Immer wieder würden die Arbeiter für Gefahren sensibilisiert und geschult. Die Arbeitsroutine, heißt es, stelle die größte Gefahr dar. Den Baggern an vorderster Stelle wird stetig ein stählerner Rettungscontainer nachgeschoben. In ihm findet im Fall eines Unglücks eine komplette Arbeitsschicht für 24 Stunden Platz – versorgt durch eine eigenständige Luft- und Wasserversorgung.
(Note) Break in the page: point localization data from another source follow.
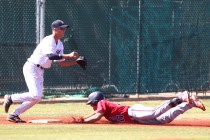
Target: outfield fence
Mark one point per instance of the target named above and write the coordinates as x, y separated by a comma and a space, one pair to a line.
132, 46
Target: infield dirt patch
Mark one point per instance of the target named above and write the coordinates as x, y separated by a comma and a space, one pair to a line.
68, 120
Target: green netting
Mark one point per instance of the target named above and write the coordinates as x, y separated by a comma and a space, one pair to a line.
131, 45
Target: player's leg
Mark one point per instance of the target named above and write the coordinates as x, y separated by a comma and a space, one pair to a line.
146, 113
34, 80
171, 114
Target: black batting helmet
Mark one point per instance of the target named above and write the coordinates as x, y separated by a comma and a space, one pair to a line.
95, 97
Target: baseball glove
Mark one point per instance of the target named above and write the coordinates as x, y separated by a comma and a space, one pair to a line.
82, 62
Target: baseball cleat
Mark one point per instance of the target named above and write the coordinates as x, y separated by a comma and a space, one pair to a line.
197, 103
15, 118
186, 97
7, 102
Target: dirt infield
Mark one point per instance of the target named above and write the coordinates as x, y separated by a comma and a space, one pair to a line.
68, 120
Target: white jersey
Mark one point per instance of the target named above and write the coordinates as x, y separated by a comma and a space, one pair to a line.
46, 46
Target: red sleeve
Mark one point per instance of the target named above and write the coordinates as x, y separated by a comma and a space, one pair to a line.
101, 106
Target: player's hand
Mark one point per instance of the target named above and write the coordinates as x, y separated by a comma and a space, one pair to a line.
77, 120
73, 55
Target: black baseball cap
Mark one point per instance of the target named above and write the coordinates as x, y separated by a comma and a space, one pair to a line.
59, 24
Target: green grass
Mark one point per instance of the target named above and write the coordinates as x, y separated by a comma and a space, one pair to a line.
99, 132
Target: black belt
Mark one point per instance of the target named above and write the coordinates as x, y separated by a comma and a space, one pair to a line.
39, 66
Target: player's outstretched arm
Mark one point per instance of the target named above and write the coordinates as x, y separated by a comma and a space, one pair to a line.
95, 117
67, 63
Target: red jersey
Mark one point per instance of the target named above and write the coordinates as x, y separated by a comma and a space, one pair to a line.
113, 112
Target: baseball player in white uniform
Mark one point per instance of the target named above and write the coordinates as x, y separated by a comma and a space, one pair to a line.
50, 49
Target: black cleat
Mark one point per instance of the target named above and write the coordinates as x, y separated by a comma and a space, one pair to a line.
15, 119
7, 102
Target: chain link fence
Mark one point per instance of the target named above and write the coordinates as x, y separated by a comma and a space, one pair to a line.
144, 46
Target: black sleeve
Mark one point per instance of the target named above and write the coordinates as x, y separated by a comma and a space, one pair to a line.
54, 56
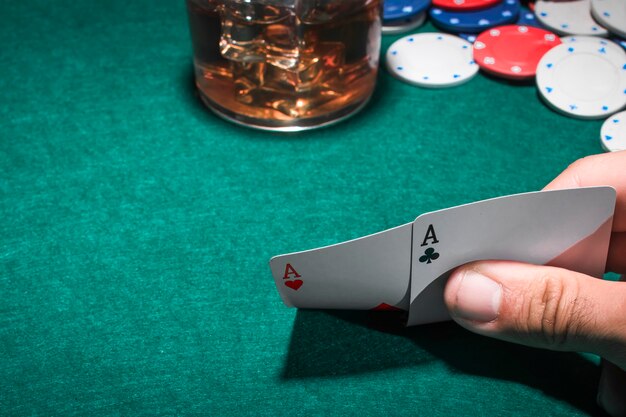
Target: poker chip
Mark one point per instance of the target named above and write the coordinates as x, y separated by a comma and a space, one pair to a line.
470, 37
528, 18
476, 21
432, 60
402, 9
513, 51
464, 4
583, 78
404, 25
611, 14
571, 17
613, 133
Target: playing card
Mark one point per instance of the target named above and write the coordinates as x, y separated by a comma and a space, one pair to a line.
366, 273
406, 267
565, 228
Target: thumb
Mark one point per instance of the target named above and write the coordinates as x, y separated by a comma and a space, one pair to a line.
540, 306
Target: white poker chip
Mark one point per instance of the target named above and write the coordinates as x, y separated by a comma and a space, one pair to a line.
611, 14
431, 60
613, 133
584, 79
404, 25
568, 17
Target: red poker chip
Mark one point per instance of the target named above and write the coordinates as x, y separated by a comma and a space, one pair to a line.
513, 51
464, 5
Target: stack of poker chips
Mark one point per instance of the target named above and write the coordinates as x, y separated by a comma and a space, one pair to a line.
403, 15
574, 51
473, 16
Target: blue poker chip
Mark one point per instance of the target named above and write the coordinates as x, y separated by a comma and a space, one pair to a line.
402, 9
477, 20
528, 18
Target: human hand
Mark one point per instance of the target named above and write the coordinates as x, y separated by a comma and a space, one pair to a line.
555, 308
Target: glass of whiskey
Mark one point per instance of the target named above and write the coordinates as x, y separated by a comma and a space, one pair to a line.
285, 65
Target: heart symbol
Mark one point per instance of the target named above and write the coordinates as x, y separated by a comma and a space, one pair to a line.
295, 284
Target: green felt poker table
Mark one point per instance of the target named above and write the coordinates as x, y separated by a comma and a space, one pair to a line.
136, 229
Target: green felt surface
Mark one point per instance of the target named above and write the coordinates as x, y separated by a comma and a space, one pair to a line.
136, 229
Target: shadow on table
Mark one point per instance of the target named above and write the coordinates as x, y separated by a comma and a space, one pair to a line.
340, 343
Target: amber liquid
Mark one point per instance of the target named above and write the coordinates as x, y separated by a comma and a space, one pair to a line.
285, 68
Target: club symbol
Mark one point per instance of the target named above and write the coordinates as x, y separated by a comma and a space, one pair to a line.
429, 256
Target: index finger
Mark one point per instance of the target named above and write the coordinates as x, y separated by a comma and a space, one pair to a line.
595, 170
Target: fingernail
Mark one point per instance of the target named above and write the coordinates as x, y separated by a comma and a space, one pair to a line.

Gut 4,50 Meter stoßen die Arbeiter täglich vor, rund 1600 Kubikmeter fester Masse schaffen die Maschinen innerhalb von 24 Stunden heraus. Eine Garantie, dass alles so reibungslos weitergeht, gibt es nicht. Schwierige Stellen kommen noch. So muss in den kommenden Monaten noch die alte versiegelte Ulmer Mülldeponie „Rappenbad“ unterquert werden. Die Ingenieure tüfteln an Maßnahmen, die verhindern, dass kontaminiertes Wasser in den Baustellenbereich eindringt. Auch unter der „Rommelkaserne“ der Bundeswehr müssen die Tunnelgräber noch hindurch, ebenso unter der Bundesstraße 10. Dort beträgt die „Oberdeckung“ dann nur sechs Meter. Es darf also keine Fehlberechnung geben.

Der Ameisenbläuling soll nicht im Staub ersticken

Eine Schwierigkeit haben die Unternehmen bereits gelöst, sie betrifft den Ameisenbläuling. Angelockt von Thymiangewächsen hält sich der Schmetterling auf einer Wiese bei Dornstadt auf. Die Tunnelbauer haben deshalb eine Messanlage aufgebaut, die Alarm schlägt, wenn zu viel Staub in Richtung der Wiese segelt. Dann wird der Staub mit einer Wassersprühanlage gebunden. Im Dezember 2017 soll der Albabstiegstunnel fertig sein.